Nella vita di Arturo grava, nondimeno, la presenza sinistra e magnetica di Giulio Andreotti, che il bambino (e purtroppo non solo lui…), affascinato dalla sua dialettica ironica, identifica come risolutiva di ogni problema.  Importante, quindi, la figura del giovane giornalista che, nell’intento di aprire gli occhi al bambino, cercherà di creare un elemento di autenticità e di scontro portando allo scoperto la figura di Andreotti, tanto mitizzata da Arturo, inducendo quest’ultimo ad una vera rilettura delle vicende. Ma la storia del ragazzo si svolgerà, almeno fino ad un certo punto, nell’accettazione dello stato dei fatti, persuaso di dover acconsentire a svolgere incarichi svilenti e di dover ubbidire ad individui squalificanti.

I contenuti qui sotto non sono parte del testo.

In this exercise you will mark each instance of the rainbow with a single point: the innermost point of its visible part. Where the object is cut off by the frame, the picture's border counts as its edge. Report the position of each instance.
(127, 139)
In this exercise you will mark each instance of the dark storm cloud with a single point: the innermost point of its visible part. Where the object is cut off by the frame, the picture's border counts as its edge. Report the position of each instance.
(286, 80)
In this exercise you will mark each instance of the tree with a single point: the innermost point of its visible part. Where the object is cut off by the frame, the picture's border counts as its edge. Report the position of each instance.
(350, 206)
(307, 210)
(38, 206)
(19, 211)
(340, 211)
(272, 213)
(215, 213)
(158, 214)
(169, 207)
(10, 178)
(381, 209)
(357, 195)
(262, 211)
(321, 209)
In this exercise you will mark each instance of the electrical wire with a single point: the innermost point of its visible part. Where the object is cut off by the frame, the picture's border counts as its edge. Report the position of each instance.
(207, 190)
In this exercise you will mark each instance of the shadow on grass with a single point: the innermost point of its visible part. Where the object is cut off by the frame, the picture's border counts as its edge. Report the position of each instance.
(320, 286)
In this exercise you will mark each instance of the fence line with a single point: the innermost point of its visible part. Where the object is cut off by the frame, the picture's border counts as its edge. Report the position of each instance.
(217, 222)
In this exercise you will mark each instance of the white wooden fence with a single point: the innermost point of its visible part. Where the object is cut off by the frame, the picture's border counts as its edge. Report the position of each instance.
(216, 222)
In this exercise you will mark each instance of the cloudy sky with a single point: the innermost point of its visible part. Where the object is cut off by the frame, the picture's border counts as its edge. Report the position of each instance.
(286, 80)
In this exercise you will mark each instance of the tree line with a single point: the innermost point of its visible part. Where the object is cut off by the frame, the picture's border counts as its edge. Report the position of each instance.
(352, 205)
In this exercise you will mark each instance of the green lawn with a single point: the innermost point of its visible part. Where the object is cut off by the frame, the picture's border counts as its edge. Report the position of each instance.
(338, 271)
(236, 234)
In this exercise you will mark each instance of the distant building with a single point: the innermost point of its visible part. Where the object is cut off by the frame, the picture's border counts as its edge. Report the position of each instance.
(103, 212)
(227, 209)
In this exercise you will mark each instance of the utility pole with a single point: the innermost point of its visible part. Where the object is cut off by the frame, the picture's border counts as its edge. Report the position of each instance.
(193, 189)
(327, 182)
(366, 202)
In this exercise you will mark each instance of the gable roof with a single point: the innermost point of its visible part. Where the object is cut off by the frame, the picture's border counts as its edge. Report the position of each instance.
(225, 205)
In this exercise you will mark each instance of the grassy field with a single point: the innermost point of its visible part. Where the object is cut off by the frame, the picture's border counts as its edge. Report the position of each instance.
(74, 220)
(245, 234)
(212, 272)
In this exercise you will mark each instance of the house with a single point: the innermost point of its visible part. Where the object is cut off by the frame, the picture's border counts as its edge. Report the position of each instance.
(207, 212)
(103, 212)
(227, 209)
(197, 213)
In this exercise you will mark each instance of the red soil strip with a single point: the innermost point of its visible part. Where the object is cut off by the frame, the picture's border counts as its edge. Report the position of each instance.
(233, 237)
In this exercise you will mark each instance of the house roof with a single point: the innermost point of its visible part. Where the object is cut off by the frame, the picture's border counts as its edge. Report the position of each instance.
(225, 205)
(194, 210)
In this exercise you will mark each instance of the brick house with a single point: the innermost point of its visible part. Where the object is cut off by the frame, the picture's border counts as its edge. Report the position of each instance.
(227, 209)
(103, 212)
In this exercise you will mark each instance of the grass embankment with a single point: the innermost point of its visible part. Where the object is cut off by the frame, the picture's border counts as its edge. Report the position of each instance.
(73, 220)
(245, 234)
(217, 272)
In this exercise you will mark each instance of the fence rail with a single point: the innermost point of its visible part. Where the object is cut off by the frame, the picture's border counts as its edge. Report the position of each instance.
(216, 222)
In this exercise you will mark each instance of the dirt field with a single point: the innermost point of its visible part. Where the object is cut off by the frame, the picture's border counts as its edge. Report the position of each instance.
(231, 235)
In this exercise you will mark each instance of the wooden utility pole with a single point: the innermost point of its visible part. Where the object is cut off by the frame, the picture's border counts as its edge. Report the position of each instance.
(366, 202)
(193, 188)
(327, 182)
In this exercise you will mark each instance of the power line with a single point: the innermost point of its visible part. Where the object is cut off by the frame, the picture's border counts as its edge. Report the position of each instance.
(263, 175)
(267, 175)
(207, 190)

Con l’attentato ai magistrati Giovanni Falcone, nel maggio del 1992, e Paolo Borsellino, nel luglio dello stesso anno, eclatanti stragi che coinvolsero molti altri innocenti, si formò, finalmente e a caro prezzo, un’importante crepa nel muro di omertà dell’opinione pubblica siciliana, quando non in quella nazionale. E’ da quest’ultima morte scioccante e violenta, la strage di via D’Amelio, che Arturo, ormai adulto, deciderà di rendersi protagonista della propria vita, iniziando a combattere, anzitutto, proprio quell’omertà che, fin da bambino, gli aveva impedito di conoscere la mafia. In primo luogo il giovane capirà che la famiglia ha una grande responsabilità nel fare da tramite rispetto alla creazione di consapevolezza nelle nuove generazioni. Inoltre, il medesimo desiderio di verità sarò quello che, nella relazione con Flora, la quale nascerà da un bacio disperato e vitale tra la folla esasperata di Palermo per l’ennesimo eccidio, fungerà da colonna portante nell’intesa dei due.

Il film si conclude con un toccante viaggio della coppia, e del loro bambino appena nato, tra i monumenti della città che ricordano e celebrano il sacrificio delle persone immolate nella lotta alla mafia. Persone che Pif ha reso così umane e indimenticabili – di più, diremmo vere– tanto da arrivare quasi a rimetterle fisicamente al centro della discussione, del resto mai terminata, e nonostante le “alte omissioni” avvenute in questo senso. Un invito, il suo, attuato con semplicità ma anche fermezza, a non dimenticare chi è morto e chi ancora vive lavorando per un mondo migliore.